Vhosts aren't generating .pem keychain. How to fix that?

bjordanov · February 15, 2020, 9:05am

What I want to achieve. Let’s say I have like 10 domains and most of them are using a CDN network. I configured a brand new VPS and want to be able to renew them with “certbot --auto” which I was doing previously on another server and everything went smooth.

I ran this command: certbot certonly --manual -d mydomainname.com -d www.mydomainname.com --preferred-challenges=“dns”
It produced this output:
Obtaining a new certificate
Performing the following challenges:
dns-01 challenge for mydomainname.com
dns-01 challenge for www.mydomainname.com

- - - - - - - - - - - - - - - - - - - - - - - - - - - - - - - - - - - - - - - -
NOTE: The IP of this machine will be publicly logged as having requested thiscertificate. If you're running certbot in manual mode on a machine that is notyour server, please ensure you're okay with that.

Are you OK with your IP being logged?
-----------------------

I press Y copy and paste the values to the TXT records and it says “Congratulations!” everything goes smooth here.

Now I know that it uses installer NONE and maybe this is where my problem is but I remember before using Certbot on another server it automatically generated it’s chain.pem output in the le-ssl.conf files in the vhosts. Now I want it to do the same. I don’t know how to force it to put the configuration into my vhosts. My browser says:

Your connection is not private

I manually created the vhosts files but I want the chain to be inside them by default every time I issue a new command with a DNS challange.

I’m using a CDN.

If I try “certbot --auto” and the select just the domain I issued the certificate it gives me this:
Client with the currently selected authenticator does not support any combination of challenges that will satisfy the CA. You may need to use an authenticator plugin that can do challenges over DNS.

My web server is (include version): Debian 9
I can login to a root shell on my machine: Yes
I’m using a control panel to manage my site:no
The version of my client is certbot --version: 0.28.0 / certbot-auto --version: 1.2.0

JuergenAuer · February 15, 2020, 9:15am

Hi @bjordanov

the command may be

certbot-auto

one token. With a space, it's certbot with an unknown authenticator (starts with --a).

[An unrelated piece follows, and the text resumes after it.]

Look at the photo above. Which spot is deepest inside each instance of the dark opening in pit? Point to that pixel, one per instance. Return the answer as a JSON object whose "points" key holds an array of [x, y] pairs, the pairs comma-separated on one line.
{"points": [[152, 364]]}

And if you want to install your manual created certificate: Remove certonly and add something like

-i nginx
-i apache

https://certbot.eff.org/docs/using.html#certbot-command-line-options

bjordanov · February 15, 2020, 10:17am

Ok, thanks! I’ll try that. What if I want to autoamtically renew both certificates automatically will it still work and if yes which is the best way to renew them automatically. Thanks once again!

JuergenAuer · February 15, 2020, 11:52am

No, it will not work. You use --manual.

Your dns provider must have an API if you want to automate that. And Certbot must support that API. If your dns provider has an API, but Certbot doesn't support that, check acme.sh if there is a support.

system · March 16, 2020, 11:52am

This topic was automatically closed 30 days after the last reply. New replies are no longer allowed.